TL;DR: We simplify and improve Representation Autoencoders. Introducing RAEv2: over 10× faster convergence, better reconstruction, better generation, and better on T2I and world models.
Generalized Representation Encoders. Pretrained vision encoders are more than their final layer. Aggregating features across layers of a pretrained vision encoder greatly improves reconstruction without encoder finetuning or specialized data (e.g., text, faces).

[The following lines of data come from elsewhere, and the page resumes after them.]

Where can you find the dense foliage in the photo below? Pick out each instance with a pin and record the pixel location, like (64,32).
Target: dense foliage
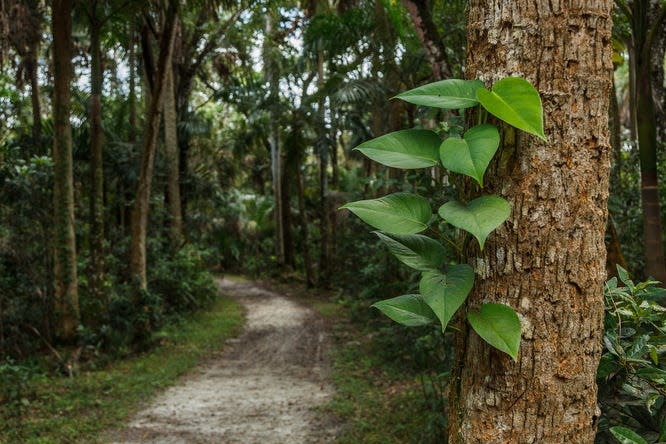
(270,100)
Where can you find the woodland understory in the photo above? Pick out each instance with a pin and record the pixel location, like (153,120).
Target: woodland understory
(149,146)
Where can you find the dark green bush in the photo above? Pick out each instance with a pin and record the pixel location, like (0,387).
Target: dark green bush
(632,372)
(183,282)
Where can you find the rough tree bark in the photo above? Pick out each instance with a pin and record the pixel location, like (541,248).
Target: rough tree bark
(65,273)
(139,222)
(548,260)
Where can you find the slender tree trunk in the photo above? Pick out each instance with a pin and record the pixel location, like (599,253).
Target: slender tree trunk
(65,275)
(172,160)
(548,260)
(125,211)
(285,187)
(96,277)
(141,205)
(31,67)
(324,220)
(647,144)
(273,77)
(303,221)
(421,13)
(646,129)
(614,248)
(132,85)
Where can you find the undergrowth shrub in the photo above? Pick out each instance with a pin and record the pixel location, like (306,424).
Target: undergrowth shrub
(632,371)
(183,282)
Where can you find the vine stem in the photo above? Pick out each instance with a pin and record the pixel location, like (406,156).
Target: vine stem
(446,238)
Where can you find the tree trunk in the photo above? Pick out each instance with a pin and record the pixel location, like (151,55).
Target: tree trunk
(303,221)
(548,260)
(96,277)
(172,160)
(322,148)
(273,77)
(141,205)
(65,275)
(614,255)
(132,85)
(31,67)
(421,14)
(647,141)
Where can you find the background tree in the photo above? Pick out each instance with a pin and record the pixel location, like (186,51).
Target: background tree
(65,274)
(150,137)
(646,19)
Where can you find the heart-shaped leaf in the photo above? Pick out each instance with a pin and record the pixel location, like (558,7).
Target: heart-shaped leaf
(515,101)
(410,310)
(414,250)
(445,293)
(480,217)
(398,213)
(499,326)
(407,149)
(472,154)
(447,94)
(627,436)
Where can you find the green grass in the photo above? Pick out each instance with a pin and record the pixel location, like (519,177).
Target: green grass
(379,397)
(78,409)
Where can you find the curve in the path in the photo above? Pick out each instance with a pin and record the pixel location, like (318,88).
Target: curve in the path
(263,388)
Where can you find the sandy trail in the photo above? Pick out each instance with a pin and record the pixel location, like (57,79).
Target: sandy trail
(262,388)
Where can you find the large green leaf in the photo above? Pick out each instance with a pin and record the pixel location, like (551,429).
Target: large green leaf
(515,101)
(627,436)
(472,154)
(410,310)
(445,293)
(415,250)
(398,213)
(499,326)
(480,217)
(407,149)
(448,94)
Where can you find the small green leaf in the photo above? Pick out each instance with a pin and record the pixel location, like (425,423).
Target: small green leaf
(480,217)
(410,310)
(499,326)
(515,101)
(654,355)
(624,277)
(414,250)
(447,94)
(407,149)
(627,436)
(445,293)
(472,154)
(398,213)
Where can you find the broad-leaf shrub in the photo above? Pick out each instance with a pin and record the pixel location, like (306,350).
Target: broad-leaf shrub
(401,217)
(632,371)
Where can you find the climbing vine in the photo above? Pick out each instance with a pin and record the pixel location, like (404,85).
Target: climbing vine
(400,217)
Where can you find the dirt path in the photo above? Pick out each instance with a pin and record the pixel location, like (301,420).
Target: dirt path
(261,389)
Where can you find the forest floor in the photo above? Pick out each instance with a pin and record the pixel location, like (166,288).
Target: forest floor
(265,386)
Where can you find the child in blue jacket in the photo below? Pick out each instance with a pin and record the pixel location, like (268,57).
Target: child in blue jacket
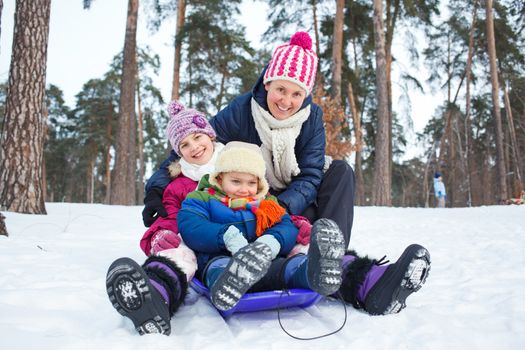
(241,235)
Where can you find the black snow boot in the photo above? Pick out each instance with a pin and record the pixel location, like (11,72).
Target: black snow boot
(149,294)
(382,289)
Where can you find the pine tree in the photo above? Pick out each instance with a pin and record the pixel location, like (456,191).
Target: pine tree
(23,129)
(123,186)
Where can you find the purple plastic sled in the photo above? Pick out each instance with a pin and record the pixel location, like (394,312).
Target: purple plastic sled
(259,301)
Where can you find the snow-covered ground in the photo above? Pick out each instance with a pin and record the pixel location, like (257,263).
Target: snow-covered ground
(53,268)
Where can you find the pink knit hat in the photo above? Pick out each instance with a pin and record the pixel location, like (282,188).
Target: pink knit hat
(295,62)
(184,122)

RAE and REPA exhibit complementary working mechanisms. RAE leverages semantic quality while REPA regularizes spatial structure. This complementary nature allows using same pretrained representation as both encoder (RAE) and target for intermediate diffusion features (REPA). This also explains why stronger representations like DINOv3-L, which excel in both global and spatial performance, achieve the best generation with RAEv2.

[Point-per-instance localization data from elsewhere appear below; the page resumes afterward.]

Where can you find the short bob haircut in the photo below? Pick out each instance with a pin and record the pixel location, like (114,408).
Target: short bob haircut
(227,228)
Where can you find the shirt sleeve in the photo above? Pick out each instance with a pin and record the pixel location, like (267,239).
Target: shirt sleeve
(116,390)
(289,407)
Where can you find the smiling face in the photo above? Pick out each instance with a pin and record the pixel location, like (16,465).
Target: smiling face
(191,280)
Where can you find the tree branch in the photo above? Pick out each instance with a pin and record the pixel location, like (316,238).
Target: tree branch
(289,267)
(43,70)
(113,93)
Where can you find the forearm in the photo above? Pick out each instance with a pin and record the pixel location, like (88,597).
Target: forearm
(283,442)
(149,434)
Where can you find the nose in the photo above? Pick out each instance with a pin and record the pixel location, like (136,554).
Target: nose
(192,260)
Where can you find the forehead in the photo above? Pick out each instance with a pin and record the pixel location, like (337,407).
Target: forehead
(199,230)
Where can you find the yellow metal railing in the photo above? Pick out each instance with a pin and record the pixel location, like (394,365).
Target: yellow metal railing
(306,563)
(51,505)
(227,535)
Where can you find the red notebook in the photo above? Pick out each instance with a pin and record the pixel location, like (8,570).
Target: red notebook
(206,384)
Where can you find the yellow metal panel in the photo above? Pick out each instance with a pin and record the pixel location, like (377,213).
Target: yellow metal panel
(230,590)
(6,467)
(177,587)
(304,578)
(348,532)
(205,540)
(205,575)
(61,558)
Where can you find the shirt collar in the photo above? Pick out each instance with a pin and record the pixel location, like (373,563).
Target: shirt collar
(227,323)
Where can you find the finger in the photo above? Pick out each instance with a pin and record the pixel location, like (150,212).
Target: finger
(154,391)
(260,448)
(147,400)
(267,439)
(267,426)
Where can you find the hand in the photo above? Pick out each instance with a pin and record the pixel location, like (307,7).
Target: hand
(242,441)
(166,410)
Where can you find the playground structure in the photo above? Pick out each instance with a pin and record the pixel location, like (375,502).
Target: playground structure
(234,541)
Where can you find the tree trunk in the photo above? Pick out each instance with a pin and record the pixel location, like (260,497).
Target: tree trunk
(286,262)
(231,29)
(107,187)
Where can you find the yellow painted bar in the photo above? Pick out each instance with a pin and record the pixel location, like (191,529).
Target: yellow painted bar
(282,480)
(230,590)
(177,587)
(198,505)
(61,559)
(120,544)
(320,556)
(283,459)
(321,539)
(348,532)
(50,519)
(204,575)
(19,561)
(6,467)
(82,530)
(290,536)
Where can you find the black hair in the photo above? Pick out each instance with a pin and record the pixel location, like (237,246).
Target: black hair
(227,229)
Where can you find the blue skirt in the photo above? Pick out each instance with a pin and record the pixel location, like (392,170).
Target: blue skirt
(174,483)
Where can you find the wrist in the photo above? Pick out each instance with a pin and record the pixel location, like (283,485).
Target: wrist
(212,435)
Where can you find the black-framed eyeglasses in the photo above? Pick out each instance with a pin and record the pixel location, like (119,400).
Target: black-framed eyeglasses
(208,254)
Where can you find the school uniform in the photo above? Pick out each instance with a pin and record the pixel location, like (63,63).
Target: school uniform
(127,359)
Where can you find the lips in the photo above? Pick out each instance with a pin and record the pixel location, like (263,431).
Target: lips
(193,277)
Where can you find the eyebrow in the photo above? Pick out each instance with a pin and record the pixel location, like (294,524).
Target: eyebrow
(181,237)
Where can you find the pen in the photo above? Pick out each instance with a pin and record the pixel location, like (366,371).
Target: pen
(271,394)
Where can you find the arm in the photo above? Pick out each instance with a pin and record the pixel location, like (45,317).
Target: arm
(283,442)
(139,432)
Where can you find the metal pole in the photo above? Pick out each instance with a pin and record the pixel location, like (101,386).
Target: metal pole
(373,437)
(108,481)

REPA enables self-guidance. REPA is x-prediction in RAE latent space. By reformulating the output head also as x-prediction, the REPA head itself can be used for internal guidance. This eliminates the need for a separate model (AutoGuidance) or extra forward pass (CFG).
Representation Autoencoders (RAE)[1] replace the traditional VAE with pretrained vision encoders (DINOv2[8], DINOv3[9], SigLIP, ...). This provides an elegant solution for unified tokenization across understanding and generation.
We make representation autoencoders simpler and better:
Introducing RAEv2
Click to jump to each section.
Prior RAE work treats the encoder output as the final-layer feature of a pretrained vision encoder. However, different layers of a pretrained encoder capture complementary features. Can we leverage these features across all layers without encoder finetuning or specialized data?
We consider a simple solution. We define a generalized formulation where the RAE output is the sum of the last $K$ encoder layers. The original RAE is recovered at $K{=}1$. By simply varying $K$, we get easy control over reconstruction quality while also improving generation performance and preserving understanding performance. See Section 3.1 for the full $K$ sweep.
| $K$ | LP top-1 (%) ↑ |
|---|---|
| 1 (last layer; RAE) | 85.39 |
| 4 | 85.15 |
| 7 | 85.10 |
| 23 (full MLS) | 85.24 |
The prevailing assumption[1][15][16] is that RAE eliminates the need for REPA[2], since RAE already uses the encoder representation as the latent space. Distilling the same representation again to intermediate diffusion layers looks like a wasteful skip connection. We test this assumption at scale across 27 vision encoders and find the opposite: using REPA on top of RAE consistently improves generation. This suggests fundamentally different working mechanisms.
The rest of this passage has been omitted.